# canner overpressure plug?



## whitewolf (Nov 9, 2003)

If steam is coming out around the overpressur plug, am i correct assuming that it has blown before? I noticed the pressure was not building correctly, and then notice the steam escaping a little from around the plug. Thanks!


----------



## Karen (Apr 17, 2002)

I'm assuming you mean the rubber plug? If so, it may not have actually blown, but may not be setted properly. I'd take it out, clean it, soak it in hot water to soften it and reinstall it. If it still happens, then you will need to replace that gasket.

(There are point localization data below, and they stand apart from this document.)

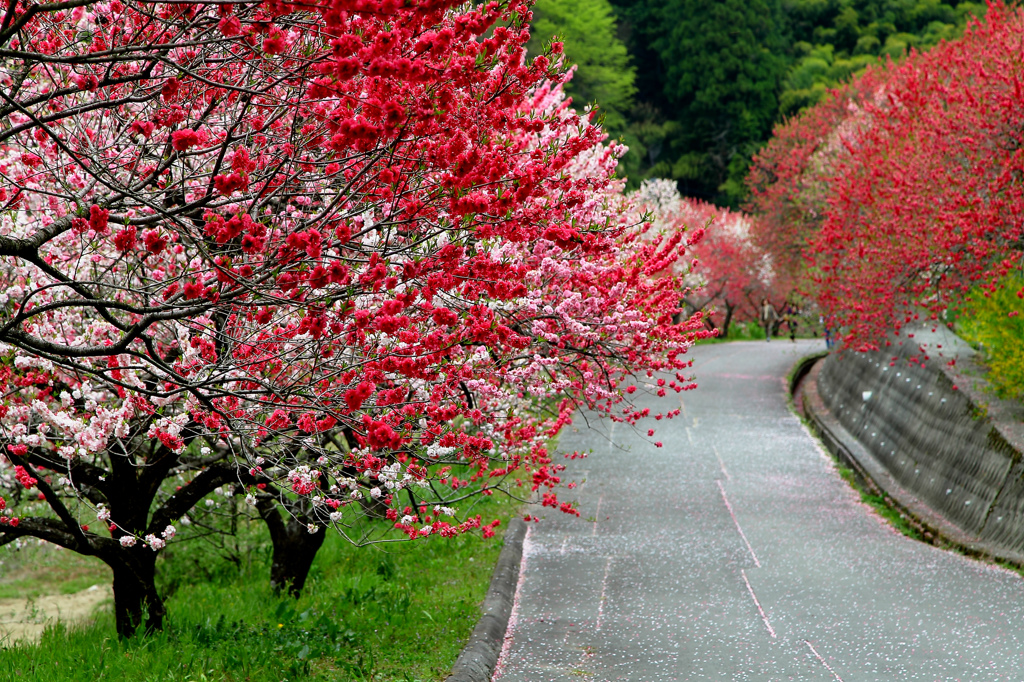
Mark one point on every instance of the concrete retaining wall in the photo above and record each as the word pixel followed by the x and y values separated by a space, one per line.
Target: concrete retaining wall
pixel 933 439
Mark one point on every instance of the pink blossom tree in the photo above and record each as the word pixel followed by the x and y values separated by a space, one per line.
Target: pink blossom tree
pixel 332 256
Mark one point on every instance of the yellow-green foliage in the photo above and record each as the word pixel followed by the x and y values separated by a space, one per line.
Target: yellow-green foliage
pixel 995 321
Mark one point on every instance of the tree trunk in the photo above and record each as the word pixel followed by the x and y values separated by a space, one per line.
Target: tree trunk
pixel 294 552
pixel 135 596
pixel 728 320
pixel 294 547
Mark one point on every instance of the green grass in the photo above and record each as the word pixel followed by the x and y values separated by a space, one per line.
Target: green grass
pixel 398 611
pixel 985 322
pixel 883 507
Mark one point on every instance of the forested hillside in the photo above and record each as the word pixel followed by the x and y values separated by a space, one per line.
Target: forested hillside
pixel 711 79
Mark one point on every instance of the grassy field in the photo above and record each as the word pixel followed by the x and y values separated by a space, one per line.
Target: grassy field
pixel 398 611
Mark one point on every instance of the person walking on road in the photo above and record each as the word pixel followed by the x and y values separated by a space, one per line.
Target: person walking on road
pixel 768 317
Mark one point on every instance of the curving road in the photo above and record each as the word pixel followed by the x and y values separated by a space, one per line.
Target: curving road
pixel 736 552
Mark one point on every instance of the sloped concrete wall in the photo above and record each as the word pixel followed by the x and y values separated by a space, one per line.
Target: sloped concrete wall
pixel 932 438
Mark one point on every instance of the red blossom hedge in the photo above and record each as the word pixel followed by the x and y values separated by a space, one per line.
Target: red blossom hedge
pixel 904 190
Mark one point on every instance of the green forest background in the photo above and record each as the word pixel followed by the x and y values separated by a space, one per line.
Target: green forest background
pixel 694 87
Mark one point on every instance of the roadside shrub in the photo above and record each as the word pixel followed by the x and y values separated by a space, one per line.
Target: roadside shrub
pixel 994 321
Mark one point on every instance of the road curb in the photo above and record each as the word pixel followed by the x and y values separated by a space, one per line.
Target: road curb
pixel 478 658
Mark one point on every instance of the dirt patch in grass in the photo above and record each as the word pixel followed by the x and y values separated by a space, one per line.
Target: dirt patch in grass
pixel 25 620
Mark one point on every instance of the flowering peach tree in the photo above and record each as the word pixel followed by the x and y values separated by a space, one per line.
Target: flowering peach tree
pixel 727 274
pixel 902 193
pixel 337 258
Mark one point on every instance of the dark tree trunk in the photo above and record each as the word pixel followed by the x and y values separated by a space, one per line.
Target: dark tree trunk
pixel 728 320
pixel 294 548
pixel 135 598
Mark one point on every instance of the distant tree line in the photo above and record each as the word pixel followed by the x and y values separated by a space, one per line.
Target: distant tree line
pixel 694 87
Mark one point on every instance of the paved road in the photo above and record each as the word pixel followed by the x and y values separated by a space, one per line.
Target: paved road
pixel 737 553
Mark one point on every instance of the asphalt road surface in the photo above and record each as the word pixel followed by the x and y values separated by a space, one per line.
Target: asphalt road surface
pixel 736 552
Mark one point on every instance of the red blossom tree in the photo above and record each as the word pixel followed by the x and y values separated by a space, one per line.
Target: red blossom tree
pixel 903 190
pixel 728 273
pixel 335 256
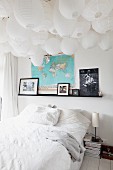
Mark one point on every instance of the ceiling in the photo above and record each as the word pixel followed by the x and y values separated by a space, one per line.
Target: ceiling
pixel 33 28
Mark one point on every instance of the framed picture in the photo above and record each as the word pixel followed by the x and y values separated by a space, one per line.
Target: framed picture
pixel 28 86
pixel 63 88
pixel 89 82
pixel 75 92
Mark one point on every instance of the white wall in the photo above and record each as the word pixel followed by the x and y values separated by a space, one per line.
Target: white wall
pixel 83 59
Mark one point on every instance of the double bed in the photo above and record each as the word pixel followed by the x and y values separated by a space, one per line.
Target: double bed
pixel 43 138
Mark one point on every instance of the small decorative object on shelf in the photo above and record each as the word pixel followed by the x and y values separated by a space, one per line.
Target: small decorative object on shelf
pixel 75 92
pixel 95 124
pixel 89 82
pixel 100 93
pixel 28 86
pixel 63 89
pixel 93 149
pixel 107 152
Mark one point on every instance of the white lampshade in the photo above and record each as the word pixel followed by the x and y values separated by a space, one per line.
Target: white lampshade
pixel 52 46
pixel 15 30
pixel 71 9
pixel 81 28
pixel 106 42
pixel 39 37
pixel 103 25
pixel 97 9
pixel 95 119
pixel 29 14
pixel 90 40
pixel 63 26
pixel 69 46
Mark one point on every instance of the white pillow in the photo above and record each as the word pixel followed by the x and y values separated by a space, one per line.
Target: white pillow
pixel 73 122
pixel 28 109
pixel 41 115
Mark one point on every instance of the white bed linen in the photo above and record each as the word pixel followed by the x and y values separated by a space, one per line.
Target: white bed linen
pixel 76 165
pixel 23 148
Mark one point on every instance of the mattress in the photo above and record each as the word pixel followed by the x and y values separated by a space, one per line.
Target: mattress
pixel 22 147
pixel 77 165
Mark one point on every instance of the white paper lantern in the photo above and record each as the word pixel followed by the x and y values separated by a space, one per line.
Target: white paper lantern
pixel 15 30
pixel 69 46
pixel 39 37
pixel 71 9
pixel 5 8
pixel 106 42
pixel 90 40
pixel 97 9
pixel 28 13
pixel 103 25
pixel 47 22
pixel 44 26
pixel 20 47
pixel 81 28
pixel 3 34
pixel 63 26
pixel 18 54
pixel 52 46
pixel 37 56
pixel 53 31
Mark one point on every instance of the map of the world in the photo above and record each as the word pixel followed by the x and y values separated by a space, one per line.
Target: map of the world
pixel 56 69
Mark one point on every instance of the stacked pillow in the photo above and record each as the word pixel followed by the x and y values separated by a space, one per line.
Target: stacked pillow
pixel 40 114
pixel 74 122
pixel 68 120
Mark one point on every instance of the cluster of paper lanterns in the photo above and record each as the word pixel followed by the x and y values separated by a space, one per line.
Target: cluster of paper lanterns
pixel 34 28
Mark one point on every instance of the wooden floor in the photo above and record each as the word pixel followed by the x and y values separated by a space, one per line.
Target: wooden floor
pixel 90 163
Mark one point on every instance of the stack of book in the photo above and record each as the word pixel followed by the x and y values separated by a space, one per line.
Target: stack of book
pixel 93 149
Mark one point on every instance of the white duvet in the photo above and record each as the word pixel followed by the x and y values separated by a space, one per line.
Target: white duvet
pixel 22 147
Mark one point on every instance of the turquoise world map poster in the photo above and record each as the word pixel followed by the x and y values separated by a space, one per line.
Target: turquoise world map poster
pixel 58 69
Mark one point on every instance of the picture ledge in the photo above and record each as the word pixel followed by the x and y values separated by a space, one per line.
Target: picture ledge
pixel 57 95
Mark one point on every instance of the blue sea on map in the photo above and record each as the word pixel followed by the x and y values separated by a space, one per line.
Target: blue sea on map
pixel 59 69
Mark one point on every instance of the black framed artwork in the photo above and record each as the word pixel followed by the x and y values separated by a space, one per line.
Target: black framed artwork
pixel 75 92
pixel 28 86
pixel 63 88
pixel 89 82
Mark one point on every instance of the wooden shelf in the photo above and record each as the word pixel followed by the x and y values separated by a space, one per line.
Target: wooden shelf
pixel 55 95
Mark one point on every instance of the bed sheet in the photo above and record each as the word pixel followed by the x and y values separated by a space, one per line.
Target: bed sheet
pixel 77 165
pixel 23 148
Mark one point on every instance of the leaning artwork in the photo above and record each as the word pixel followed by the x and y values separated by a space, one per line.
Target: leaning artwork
pixel 89 82
pixel 54 70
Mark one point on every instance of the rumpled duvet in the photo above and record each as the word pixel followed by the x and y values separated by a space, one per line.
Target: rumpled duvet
pixel 29 146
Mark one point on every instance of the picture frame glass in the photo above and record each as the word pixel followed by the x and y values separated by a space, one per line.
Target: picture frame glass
pixel 75 92
pixel 28 86
pixel 63 89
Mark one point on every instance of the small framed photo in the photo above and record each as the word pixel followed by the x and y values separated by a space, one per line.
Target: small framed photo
pixel 63 88
pixel 75 92
pixel 28 86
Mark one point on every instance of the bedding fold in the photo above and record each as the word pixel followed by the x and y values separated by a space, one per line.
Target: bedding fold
pixel 74 148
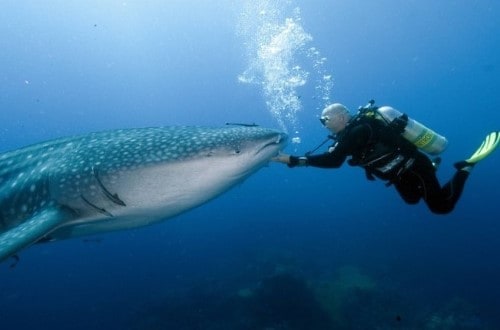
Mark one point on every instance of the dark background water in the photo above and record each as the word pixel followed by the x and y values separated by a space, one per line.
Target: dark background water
pixel 287 249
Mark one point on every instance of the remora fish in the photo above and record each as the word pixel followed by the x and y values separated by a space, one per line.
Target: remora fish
pixel 121 179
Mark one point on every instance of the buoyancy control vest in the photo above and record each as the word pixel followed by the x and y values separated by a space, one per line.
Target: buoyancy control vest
pixel 418 134
pixel 394 139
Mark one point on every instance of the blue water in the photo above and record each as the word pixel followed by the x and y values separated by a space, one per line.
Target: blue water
pixel 289 248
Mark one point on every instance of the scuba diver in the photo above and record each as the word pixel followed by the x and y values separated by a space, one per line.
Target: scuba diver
pixel 390 146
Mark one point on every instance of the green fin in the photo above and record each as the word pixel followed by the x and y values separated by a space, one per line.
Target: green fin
pixel 487 147
pixel 29 231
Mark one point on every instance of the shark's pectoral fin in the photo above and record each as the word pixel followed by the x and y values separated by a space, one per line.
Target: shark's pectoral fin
pixel 30 231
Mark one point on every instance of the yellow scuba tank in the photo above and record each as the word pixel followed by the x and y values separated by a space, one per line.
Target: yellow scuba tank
pixel 422 137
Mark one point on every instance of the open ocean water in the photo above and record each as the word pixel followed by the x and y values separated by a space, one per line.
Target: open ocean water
pixel 293 249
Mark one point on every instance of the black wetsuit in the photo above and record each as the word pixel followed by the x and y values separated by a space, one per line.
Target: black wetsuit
pixel 384 153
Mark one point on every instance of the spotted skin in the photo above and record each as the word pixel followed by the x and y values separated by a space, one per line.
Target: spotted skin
pixel 122 179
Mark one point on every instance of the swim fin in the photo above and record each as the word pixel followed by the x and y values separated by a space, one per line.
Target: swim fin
pixel 490 143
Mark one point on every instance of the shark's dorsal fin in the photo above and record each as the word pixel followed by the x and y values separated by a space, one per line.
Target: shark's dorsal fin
pixel 30 231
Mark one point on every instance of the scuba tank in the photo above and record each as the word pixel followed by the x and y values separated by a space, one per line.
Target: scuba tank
pixel 422 137
pixel 419 135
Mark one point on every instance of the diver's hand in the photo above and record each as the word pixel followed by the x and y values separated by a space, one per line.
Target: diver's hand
pixel 282 158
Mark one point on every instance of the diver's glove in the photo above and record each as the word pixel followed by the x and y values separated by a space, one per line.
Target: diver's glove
pixel 398 125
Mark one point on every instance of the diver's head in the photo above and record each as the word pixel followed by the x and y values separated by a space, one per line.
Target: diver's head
pixel 335 117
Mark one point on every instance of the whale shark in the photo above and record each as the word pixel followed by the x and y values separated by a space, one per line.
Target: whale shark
pixel 121 179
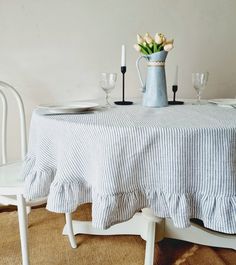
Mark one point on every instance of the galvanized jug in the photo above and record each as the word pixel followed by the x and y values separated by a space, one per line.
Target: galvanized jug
pixel 154 89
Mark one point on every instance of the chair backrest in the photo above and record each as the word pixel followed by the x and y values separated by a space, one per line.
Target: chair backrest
pixel 21 109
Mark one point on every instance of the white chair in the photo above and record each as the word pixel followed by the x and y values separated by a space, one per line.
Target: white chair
pixel 11 187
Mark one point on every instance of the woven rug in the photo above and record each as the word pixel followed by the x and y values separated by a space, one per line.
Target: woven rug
pixel 49 247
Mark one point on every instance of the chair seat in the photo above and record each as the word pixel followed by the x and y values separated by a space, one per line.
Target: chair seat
pixel 10 182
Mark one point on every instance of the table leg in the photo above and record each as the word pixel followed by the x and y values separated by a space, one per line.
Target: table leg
pixel 199 235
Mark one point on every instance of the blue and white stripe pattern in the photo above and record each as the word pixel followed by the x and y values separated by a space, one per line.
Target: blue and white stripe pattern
pixel 180 161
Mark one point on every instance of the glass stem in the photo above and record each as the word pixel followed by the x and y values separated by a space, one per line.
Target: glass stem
pixel 199 98
pixel 107 97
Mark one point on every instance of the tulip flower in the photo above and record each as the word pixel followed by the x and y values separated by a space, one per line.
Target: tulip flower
pixel 148 45
pixel 159 38
pixel 148 38
pixel 140 39
pixel 168 47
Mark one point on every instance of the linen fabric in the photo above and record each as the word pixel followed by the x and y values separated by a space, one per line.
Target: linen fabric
pixel 179 161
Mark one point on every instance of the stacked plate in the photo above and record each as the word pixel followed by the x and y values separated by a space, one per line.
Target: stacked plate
pixel 74 107
pixel 224 102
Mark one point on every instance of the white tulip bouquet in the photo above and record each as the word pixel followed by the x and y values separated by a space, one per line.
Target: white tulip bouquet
pixel 149 45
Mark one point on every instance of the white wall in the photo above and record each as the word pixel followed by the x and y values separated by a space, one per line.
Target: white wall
pixel 54 50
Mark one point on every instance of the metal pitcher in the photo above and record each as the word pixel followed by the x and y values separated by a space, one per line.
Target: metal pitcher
pixel 154 89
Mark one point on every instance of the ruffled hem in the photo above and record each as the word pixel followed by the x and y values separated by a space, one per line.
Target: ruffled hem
pixel 217 212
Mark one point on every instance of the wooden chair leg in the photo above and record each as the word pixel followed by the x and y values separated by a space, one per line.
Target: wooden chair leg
pixel 22 217
pixel 70 232
pixel 150 243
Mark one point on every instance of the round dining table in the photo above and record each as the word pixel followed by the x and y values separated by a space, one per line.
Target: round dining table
pixel 178 161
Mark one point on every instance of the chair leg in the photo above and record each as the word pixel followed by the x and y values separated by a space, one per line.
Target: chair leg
pixel 70 232
pixel 150 243
pixel 28 209
pixel 22 217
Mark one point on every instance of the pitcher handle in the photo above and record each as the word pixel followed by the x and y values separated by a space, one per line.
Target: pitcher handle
pixel 139 74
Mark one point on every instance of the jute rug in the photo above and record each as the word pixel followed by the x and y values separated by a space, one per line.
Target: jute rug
pixel 49 247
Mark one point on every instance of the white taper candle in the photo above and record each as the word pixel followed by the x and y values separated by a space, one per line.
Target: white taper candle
pixel 123 59
pixel 176 76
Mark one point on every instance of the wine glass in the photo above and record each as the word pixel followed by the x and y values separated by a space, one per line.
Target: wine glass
pixel 107 83
pixel 199 81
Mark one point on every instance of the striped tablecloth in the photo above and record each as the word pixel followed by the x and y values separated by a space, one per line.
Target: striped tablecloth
pixel 179 161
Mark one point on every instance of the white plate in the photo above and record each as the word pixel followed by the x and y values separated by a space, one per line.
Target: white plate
pixel 224 102
pixel 76 107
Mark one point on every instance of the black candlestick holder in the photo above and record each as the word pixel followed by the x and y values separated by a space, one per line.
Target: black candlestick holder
pixel 175 102
pixel 123 102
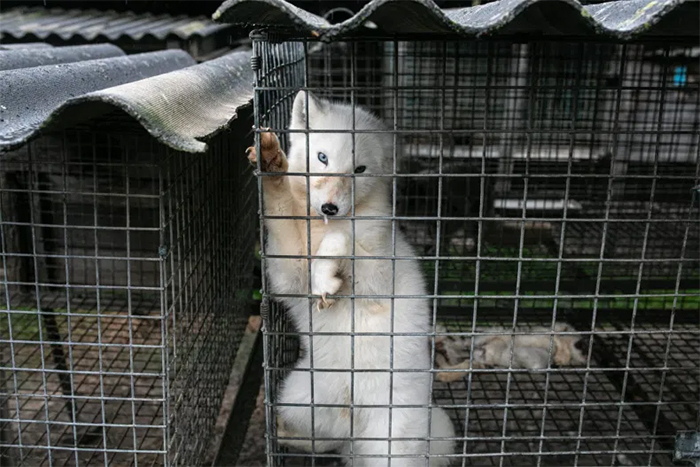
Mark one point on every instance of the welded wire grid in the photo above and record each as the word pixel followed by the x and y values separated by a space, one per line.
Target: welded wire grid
pixel 125 273
pixel 541 184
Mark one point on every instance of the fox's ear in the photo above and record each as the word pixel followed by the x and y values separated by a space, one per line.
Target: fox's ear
pixel 316 107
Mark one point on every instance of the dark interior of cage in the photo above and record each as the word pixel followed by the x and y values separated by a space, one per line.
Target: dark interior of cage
pixel 107 241
pixel 540 183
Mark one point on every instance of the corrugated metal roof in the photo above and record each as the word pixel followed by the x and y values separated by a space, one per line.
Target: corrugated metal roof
pixel 622 19
pixel 176 101
pixel 25 58
pixel 92 25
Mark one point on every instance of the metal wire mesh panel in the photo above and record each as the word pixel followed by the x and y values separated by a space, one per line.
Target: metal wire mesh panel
pixel 125 272
pixel 550 193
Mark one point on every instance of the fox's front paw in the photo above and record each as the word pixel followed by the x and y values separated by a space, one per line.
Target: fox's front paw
pixel 324 281
pixel 273 158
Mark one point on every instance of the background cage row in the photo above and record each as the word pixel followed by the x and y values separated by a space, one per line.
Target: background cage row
pixel 562 178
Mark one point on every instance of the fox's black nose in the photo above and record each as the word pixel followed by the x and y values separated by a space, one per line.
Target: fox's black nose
pixel 329 209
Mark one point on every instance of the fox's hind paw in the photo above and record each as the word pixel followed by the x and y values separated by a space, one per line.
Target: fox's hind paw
pixel 273 158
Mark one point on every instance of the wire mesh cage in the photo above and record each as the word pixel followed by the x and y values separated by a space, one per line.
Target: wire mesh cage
pixel 550 193
pixel 126 274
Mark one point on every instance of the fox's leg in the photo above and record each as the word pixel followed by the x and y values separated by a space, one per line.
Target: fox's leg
pixel 326 272
pixel 283 237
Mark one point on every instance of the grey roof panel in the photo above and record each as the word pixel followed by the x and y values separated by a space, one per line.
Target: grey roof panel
pixel 183 107
pixel 28 96
pixel 177 103
pixel 42 23
pixel 25 58
pixel 621 19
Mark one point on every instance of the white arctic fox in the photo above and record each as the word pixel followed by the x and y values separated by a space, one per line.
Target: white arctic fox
pixel 371 391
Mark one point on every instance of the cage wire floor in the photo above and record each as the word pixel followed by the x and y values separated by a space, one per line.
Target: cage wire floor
pixel 116 377
pixel 573 416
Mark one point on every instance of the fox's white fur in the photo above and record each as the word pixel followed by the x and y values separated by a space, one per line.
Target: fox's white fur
pixel 286 195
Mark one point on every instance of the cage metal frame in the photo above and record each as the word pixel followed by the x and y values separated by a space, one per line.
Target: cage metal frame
pixel 133 295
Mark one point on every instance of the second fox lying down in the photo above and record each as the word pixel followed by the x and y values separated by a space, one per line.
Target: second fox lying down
pixel 332 153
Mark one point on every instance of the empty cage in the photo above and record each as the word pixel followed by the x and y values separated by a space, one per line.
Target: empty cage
pixel 549 189
pixel 125 280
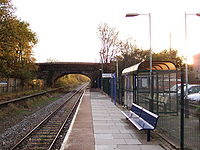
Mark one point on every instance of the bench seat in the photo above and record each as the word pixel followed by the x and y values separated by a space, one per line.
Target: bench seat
pixel 141 118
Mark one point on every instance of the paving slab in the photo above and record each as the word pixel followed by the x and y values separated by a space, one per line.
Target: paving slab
pixel 100 125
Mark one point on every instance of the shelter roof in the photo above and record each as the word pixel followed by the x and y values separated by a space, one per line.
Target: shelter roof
pixel 145 66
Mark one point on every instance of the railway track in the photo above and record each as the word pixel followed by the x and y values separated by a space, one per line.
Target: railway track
pixel 4 103
pixel 45 134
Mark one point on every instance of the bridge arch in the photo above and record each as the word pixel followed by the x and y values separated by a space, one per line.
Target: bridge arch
pixel 68 73
pixel 49 72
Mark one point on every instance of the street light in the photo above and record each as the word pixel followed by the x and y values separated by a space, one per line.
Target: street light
pixel 186 48
pixel 150 51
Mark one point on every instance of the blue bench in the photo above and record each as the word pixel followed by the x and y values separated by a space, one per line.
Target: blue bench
pixel 141 118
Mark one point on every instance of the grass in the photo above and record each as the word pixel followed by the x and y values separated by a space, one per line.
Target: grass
pixel 26 107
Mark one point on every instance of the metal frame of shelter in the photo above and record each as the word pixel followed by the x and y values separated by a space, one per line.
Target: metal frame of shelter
pixel 158 97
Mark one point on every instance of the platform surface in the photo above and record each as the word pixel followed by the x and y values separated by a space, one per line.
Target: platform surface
pixel 100 125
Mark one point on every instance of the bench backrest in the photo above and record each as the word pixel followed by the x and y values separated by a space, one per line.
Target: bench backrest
pixel 136 109
pixel 148 116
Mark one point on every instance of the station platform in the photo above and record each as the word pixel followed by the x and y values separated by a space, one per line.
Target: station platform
pixel 100 125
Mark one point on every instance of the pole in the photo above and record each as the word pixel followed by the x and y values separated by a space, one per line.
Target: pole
pixel 150 63
pixel 186 65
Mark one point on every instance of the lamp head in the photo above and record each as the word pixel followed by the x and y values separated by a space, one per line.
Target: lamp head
pixel 132 14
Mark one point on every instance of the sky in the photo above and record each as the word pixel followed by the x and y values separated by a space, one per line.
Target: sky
pixel 67 29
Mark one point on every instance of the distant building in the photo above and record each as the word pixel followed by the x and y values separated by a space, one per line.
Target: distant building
pixel 196 65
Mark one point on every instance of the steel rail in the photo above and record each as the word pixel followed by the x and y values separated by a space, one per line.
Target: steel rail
pixel 26 97
pixel 46 119
pixel 67 118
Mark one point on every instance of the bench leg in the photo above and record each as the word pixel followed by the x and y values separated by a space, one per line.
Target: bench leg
pixel 148 135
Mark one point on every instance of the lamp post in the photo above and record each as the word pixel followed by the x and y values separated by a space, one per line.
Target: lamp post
pixel 186 48
pixel 150 53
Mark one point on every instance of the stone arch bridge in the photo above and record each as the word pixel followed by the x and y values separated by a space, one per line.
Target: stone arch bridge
pixel 50 72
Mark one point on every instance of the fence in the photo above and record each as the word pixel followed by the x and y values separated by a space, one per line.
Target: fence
pixel 13 85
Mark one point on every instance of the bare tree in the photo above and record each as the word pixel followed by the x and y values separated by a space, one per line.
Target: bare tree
pixel 109 41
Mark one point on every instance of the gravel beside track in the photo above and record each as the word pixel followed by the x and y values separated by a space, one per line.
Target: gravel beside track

They do go bad from time-to-time.

If it's a metal plug, you'll need to replace it because I may have blown at one time and will need a replacement.


----------



## Ciffer (Sep 13, 2010)

Buy a new plug. They usually come with lid seals. Buy a new set, install the plug and save the seal until it is needed.

If the plug is leaking you will have increased water loss and may have trouble building pressure.


----------



## Macybaby (Jun 16, 2006)

I've often taken mine out when I'm BWB canning, and once in a while I don't get it back in quite right, and it will have steam escaping. When that happens, I usually carefull take something and move it around a bit (this happens well before it is building much pressure) and then it seals up. Usually I use one of the wooden skewers that I also use to remove air bubbles, since I'll have one handy.

BTW - I bought my canner new so I know it's history,


----------